There is NO ‘logical’ basis of morality, since morality is in and of itself illogical and ever-changing.  The natural world has no concept of morality to lend us, except for the obvious – the strong eat the weak.  The quick and the strong survive to reproduce, and the slow and the weak face extinction.  THAT is the morality of Nature, pure and simple.  The logic of that is clear.

Any and all attempts to add to that, or somehow mollify it by adding weak human whining (‘IT ISN”T FAIR!), have failed miserably.  

Human ‘morality,’ far from being some sort of given, absolute and objective construct, is something that can be easily shown to differ wildly from society to society, from era to era, and from culture to culture – always, and even now.

Logic is an if:then series of propositions.  Logic and morality are not contradictory statements unless one holds a principal of morality to be absolutely true, which no single one is.  Moral judgments are just that – judgments made at a certain time and place, and in a certain society at a certain time – they are not, nor have ever been objective ‘truths' that can be held up to ‘logical’ processes.  

In pure logic, morality is absurd.  In even a cursory review of history, morality is absurd.  In view of the various uses of ‘morality’ by modern society, from the most liberal to the most fundamentalist, morality is absurd.  It simply doesn’t exist as a single thing.  

If you doubt this, then try this on – the Birkenstock-wearing, Volvo-driving Vegan sitting next to you at the tavern will argue, passionately, that killing a deer is Immoral.  They are right.  So are you.  Logic?  Out the window.  This is passion, and emotion – not objective truth.  That, in short, is ‘Morality.’  It is entirely in the eye of the beholder.


----------



## bullethead (Feb 12, 2013)

I wish it didn't take me 11 pages to say it like that!!!
Yes, naysayers....I'm giving props when and where they are due.


----------



## TripleXBullies (Feb 13, 2013)

Asath said:


> “In classical logic, the law of non-contradiction (LNC) (or the law of contradiction (PM) or the principle of non-contradiction (PNC), or the principle of contradiction) is the second of the three classic laws of thought. It states that contradictory statements cannot both be true in the same sense at the same time, e.g. the two propositions "A is B" and "A is not B" are mutually exclusive.”
> 
> Indeed.  But Logic concerns a seeking of truth, while Morality is nothing of the sort.
> 
> ...



I think our morality helps to shape our logic. Logic isn't purely based on truth. It was somewhat logical to Einstein that splitting an atom releases tons of energy. It is not logical to me that splitting something so small creates so much. That just means I don't understand it the same way. I think that truth should be a big part of logical but not completely. I don't argue that splitting an atom doesn't create the energy that man has seen the devastation from, I believe it, it's just not a logical conclusion I would draw.


----------



## Four (Feb 13, 2013)

TripleXBullies said:


> I think our morality helps to shape our logic. Logic isn't purely based on truth. It was somewhat logical to Einstein that splitting an atom releases tons of energy. It is not logical to me that splitting something so small creates so much. That just means I don't understand it the same way. I think that truth should be a big part of logical but not completely. I don't argue that splitting an atom doesn't create the energy that man has seen the devastation from, I believe it, it's just not a logical conclusion I would draw.

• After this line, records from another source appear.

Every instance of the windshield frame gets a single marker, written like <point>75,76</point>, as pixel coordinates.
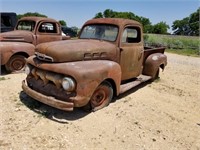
<point>30,27</point>
<point>106,32</point>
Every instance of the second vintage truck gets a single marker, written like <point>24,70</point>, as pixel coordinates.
<point>106,60</point>
<point>19,44</point>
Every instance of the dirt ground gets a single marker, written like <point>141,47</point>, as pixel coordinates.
<point>163,115</point>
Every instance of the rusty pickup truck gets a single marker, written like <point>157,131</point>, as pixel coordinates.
<point>106,60</point>
<point>19,44</point>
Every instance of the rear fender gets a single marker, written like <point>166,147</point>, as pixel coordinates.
<point>153,63</point>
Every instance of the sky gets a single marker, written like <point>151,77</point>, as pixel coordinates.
<point>76,12</point>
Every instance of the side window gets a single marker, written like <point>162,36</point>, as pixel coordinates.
<point>131,35</point>
<point>48,27</point>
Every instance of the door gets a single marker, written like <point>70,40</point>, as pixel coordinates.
<point>131,52</point>
<point>47,32</point>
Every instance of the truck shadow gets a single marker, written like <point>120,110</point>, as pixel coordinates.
<point>134,89</point>
<point>51,113</point>
<point>61,116</point>
<point>4,72</point>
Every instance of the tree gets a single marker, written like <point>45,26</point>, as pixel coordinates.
<point>188,25</point>
<point>31,14</point>
<point>160,28</point>
<point>99,15</point>
<point>63,23</point>
<point>108,13</point>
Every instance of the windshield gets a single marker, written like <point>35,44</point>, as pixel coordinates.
<point>26,25</point>
<point>99,31</point>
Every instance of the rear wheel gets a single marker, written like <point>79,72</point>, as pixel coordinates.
<point>16,63</point>
<point>101,97</point>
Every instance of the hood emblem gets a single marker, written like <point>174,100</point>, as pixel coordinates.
<point>43,57</point>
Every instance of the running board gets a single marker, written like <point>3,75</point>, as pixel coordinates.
<point>127,86</point>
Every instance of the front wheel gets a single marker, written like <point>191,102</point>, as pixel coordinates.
<point>16,63</point>
<point>156,75</point>
<point>101,97</point>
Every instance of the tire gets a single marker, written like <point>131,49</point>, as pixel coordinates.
<point>16,63</point>
<point>156,76</point>
<point>102,96</point>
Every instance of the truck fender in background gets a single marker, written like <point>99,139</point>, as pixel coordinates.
<point>8,49</point>
<point>153,63</point>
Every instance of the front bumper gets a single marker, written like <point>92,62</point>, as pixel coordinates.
<point>51,101</point>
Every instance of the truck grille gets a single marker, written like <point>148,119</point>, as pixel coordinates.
<point>47,77</point>
<point>43,57</point>
<point>48,83</point>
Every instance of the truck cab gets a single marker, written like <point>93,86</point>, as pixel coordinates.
<point>19,44</point>
<point>8,21</point>
<point>106,60</point>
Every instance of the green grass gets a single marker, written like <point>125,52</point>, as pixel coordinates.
<point>186,52</point>
<point>184,45</point>
<point>2,78</point>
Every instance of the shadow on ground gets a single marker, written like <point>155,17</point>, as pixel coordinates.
<point>50,112</point>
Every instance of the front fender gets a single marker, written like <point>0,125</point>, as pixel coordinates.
<point>87,74</point>
<point>8,49</point>
<point>153,62</point>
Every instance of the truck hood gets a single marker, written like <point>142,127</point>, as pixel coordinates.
<point>76,50</point>
<point>17,36</point>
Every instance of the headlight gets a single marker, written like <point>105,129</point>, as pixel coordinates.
<point>68,84</point>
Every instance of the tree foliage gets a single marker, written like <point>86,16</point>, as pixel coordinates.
<point>19,16</point>
<point>160,28</point>
<point>63,23</point>
<point>188,25</point>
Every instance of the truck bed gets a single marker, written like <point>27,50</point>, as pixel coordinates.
<point>150,50</point>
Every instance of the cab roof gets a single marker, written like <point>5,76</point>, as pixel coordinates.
<point>115,21</point>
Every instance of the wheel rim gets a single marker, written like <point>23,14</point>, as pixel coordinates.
<point>17,64</point>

I think you're confusing something being logical, to something making sense to you.


----------



## TripleXBullies (Feb 13, 2013)

No.. I don't think so. My logic is my logic. I use my logic, you use your logic. Our logic may bring us to the same place sometimes. Truth can mean your logic is wrong but that doesn't mean that you didn't use logic to come to a conclusion. That would mean that no one in the world has complete logic if logic could be based on nothing but truth.


----------



## Four (Feb 13, 2013)

It's not Your logic or My Logic. its


Syllogistic logic
Mathmatical logic
Boolean logic
Formal Logic
Informal logic

etc

That's not to say that you could not develop your own system of logic, but its a bit more than just going "uhhh yea that sounds about right"

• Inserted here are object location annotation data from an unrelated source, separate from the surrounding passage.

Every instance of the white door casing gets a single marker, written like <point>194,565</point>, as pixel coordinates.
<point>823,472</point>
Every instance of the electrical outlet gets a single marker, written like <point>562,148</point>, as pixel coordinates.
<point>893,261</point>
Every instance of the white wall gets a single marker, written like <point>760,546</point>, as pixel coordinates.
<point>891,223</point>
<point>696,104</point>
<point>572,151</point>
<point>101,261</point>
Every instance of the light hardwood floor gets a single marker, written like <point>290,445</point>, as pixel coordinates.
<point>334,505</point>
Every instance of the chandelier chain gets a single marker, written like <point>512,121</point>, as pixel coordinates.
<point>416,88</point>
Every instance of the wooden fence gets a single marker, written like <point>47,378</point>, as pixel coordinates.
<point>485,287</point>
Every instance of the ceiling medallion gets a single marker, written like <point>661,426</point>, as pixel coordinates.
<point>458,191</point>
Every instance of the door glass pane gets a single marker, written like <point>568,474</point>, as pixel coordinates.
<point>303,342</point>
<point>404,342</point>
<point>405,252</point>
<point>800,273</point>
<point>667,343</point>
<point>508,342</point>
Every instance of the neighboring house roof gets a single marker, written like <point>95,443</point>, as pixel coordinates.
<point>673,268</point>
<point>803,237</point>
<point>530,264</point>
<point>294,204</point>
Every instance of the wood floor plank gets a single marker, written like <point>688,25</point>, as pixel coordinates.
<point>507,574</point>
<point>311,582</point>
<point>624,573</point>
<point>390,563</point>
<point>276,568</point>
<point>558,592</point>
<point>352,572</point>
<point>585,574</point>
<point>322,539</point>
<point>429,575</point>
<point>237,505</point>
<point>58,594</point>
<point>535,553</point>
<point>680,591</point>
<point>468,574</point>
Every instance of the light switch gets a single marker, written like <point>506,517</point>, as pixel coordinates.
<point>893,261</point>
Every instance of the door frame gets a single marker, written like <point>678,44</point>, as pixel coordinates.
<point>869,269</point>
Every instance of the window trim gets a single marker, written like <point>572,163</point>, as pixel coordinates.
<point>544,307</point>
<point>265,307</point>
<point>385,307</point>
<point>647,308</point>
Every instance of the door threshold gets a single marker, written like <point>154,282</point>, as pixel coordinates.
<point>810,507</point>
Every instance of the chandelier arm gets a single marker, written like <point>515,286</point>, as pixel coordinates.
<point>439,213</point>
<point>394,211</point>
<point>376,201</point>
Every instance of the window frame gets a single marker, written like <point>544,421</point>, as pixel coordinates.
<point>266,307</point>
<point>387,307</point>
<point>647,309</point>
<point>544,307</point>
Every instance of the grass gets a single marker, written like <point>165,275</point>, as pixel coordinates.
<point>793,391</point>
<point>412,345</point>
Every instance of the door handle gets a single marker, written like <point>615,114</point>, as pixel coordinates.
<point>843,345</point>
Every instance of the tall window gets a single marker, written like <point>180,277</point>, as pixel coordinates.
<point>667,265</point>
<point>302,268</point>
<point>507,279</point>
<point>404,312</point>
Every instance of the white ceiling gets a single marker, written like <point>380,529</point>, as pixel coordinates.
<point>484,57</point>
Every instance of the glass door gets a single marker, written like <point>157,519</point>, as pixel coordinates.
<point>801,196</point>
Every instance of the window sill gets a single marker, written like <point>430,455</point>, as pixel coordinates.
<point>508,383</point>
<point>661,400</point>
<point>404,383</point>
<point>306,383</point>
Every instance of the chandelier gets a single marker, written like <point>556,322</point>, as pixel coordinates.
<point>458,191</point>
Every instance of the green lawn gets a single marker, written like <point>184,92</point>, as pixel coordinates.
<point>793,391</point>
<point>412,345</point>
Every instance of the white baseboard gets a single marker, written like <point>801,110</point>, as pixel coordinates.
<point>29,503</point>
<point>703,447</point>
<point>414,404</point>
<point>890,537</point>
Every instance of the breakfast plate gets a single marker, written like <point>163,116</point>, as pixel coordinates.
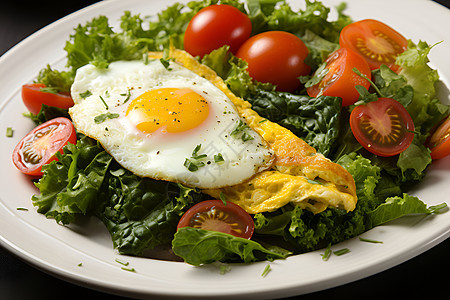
<point>83,253</point>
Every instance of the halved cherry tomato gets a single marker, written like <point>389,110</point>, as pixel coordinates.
<point>439,142</point>
<point>276,57</point>
<point>340,79</point>
<point>214,26</point>
<point>215,215</point>
<point>40,145</point>
<point>375,41</point>
<point>33,98</point>
<point>384,127</point>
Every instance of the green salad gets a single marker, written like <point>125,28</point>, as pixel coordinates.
<point>143,213</point>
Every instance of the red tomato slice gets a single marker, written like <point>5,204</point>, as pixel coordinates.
<point>33,98</point>
<point>216,216</point>
<point>383,127</point>
<point>276,57</point>
<point>40,145</point>
<point>340,79</point>
<point>439,142</point>
<point>215,26</point>
<point>375,41</point>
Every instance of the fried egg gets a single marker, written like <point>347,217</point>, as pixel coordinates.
<point>299,175</point>
<point>161,120</point>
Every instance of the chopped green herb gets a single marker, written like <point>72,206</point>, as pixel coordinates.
<point>240,131</point>
<point>218,158</point>
<point>223,197</point>
<point>51,90</point>
<point>86,94</point>
<point>341,251</point>
<point>224,268</point>
<point>165,63</point>
<point>193,163</point>
<point>103,100</point>
<point>128,94</point>
<point>9,132</point>
<point>266,271</point>
<point>370,241</point>
<point>103,117</point>
<point>128,269</point>
<point>326,255</point>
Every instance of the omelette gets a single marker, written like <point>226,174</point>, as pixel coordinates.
<point>299,174</point>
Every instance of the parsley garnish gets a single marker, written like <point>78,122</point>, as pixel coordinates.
<point>218,158</point>
<point>341,251</point>
<point>103,100</point>
<point>128,94</point>
<point>266,271</point>
<point>102,118</point>
<point>193,163</point>
<point>370,241</point>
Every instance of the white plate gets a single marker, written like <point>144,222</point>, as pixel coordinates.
<point>60,249</point>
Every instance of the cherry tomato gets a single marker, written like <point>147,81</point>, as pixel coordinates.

http://philosophy.hku.hk/think/logic/whatislogic.php



> § L01.1 A preliminary definition
> 
> The term "logic" came from the Greek word logos, which is sometimes translated as "sentence", "discourse", "reason", "rule", and "ratio". Of course, these translations are not enough to help us understand the more specialized meaning of "logic" as it is used today.
> 
> ...


----------



## JB0704 (Feb 13, 2013)

Four said:


> That's not to say that you could not develop your own system of logic, but its a bit more than just going "uhhh yea that sounds about right"



Sweet!  Since logic tells us how we "ought" to reason, I am goig to invent my own system....

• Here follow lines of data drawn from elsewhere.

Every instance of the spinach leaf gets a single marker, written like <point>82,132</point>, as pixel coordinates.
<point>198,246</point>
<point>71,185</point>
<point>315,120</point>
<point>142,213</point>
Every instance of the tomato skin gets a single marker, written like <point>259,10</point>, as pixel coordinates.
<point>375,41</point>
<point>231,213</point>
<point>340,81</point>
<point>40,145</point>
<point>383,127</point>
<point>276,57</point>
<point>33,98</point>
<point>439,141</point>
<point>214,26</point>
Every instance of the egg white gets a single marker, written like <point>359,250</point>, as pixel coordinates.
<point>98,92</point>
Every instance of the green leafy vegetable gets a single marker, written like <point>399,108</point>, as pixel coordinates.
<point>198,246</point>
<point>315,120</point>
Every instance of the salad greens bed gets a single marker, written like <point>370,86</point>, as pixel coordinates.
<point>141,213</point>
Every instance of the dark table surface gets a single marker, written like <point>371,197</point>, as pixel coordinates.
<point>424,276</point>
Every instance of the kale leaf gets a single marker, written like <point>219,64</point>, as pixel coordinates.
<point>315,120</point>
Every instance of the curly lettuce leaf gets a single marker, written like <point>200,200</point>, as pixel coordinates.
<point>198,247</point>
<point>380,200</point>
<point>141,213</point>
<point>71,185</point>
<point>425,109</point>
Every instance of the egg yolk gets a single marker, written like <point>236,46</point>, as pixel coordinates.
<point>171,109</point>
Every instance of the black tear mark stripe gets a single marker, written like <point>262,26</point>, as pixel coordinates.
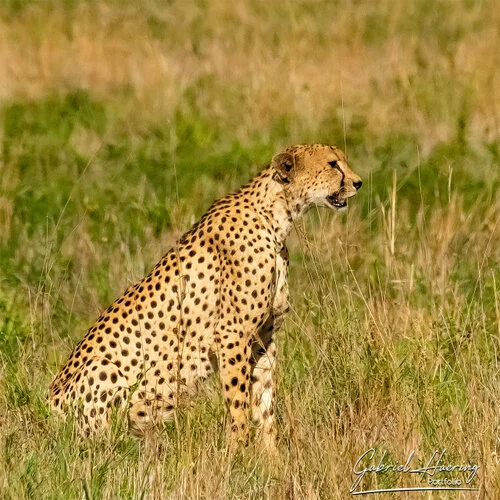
<point>335,165</point>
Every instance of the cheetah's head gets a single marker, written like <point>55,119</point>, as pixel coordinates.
<point>316,175</point>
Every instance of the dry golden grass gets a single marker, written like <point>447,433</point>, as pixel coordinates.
<point>122,121</point>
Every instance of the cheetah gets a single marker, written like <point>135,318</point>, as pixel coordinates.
<point>212,303</point>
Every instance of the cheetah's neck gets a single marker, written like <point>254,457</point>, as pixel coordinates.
<point>270,201</point>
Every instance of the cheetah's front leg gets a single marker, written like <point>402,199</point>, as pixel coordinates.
<point>234,362</point>
<point>263,390</point>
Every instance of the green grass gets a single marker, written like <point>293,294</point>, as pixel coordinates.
<point>393,336</point>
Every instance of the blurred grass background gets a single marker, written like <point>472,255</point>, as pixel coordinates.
<point>121,121</point>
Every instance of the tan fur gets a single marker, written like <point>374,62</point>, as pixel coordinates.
<point>212,302</point>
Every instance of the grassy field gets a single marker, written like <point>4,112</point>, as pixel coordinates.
<point>121,121</point>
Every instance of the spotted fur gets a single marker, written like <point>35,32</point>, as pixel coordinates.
<point>213,302</point>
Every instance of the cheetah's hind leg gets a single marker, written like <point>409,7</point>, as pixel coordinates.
<point>96,394</point>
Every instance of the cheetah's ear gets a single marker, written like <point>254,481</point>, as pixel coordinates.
<point>284,166</point>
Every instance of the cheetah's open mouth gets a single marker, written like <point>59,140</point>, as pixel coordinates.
<point>334,201</point>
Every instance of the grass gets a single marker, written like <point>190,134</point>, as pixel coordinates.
<point>122,121</point>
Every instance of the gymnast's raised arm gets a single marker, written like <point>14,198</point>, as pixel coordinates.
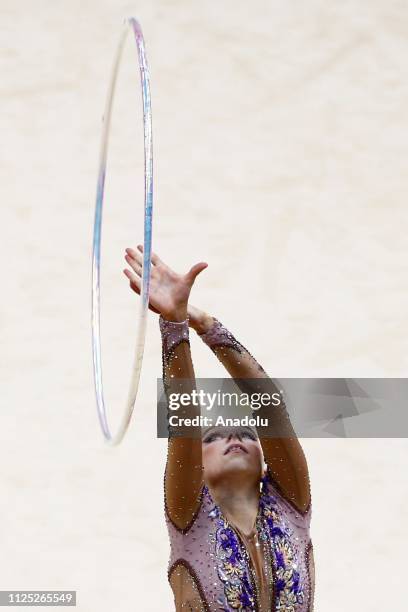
<point>169,293</point>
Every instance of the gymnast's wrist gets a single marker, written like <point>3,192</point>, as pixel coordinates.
<point>176,315</point>
<point>202,324</point>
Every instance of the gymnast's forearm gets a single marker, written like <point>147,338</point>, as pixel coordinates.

Jaybeanistic logic:  This system of logic tells us that we ought to reason the way jb0704 does, and everyone else is lame.


----------



## TripleXBullies (Feb 14, 2013)

Four, it's quite controversial. So tell me how you use logic and which logic it is to reason that there is no god? And specifically how that gets you more than "that sounds about right."


----------



## Four (Feb 14, 2013)

JB0704 said:


> Sweet!  Since logic tells us how we "ought" to reason, I am goig to invent my own system....
> 
> Jaybeanistic logic:  This system of logic tells us that we ought to reason the way jb0704 does, and everyone else is lame.



Now just to get it peer reviewed and published.


----------



## JB0704 (Feb 14, 2013)

Four said:


> Now just to get it peer reviewed and published.



Do I get to determine who my logical "peers" are? Or is there a professional body who gives itself such authority ?  

That would be a lot of fun though, just to see the looks I would get when submitting a well researched paper which attempted to prove my way of looking at things is right......and they are lame.


----------



## Four (Feb 14, 2013)

JB0704 said:


> Do I get to determine who my logical "peers" are? Or is there a professional body who gives itself such authority ?
> 
> That would be a lot of fun though, just to see the looks I would get when submitting a well researched paper which attempted to prove my way of looking at things is right......and they are lame.



You can determine who your logical peers are... but depending on who you choose other people might not take you seriously. 

Generally peer review happens from professional journals in the field for which the paper is submitted..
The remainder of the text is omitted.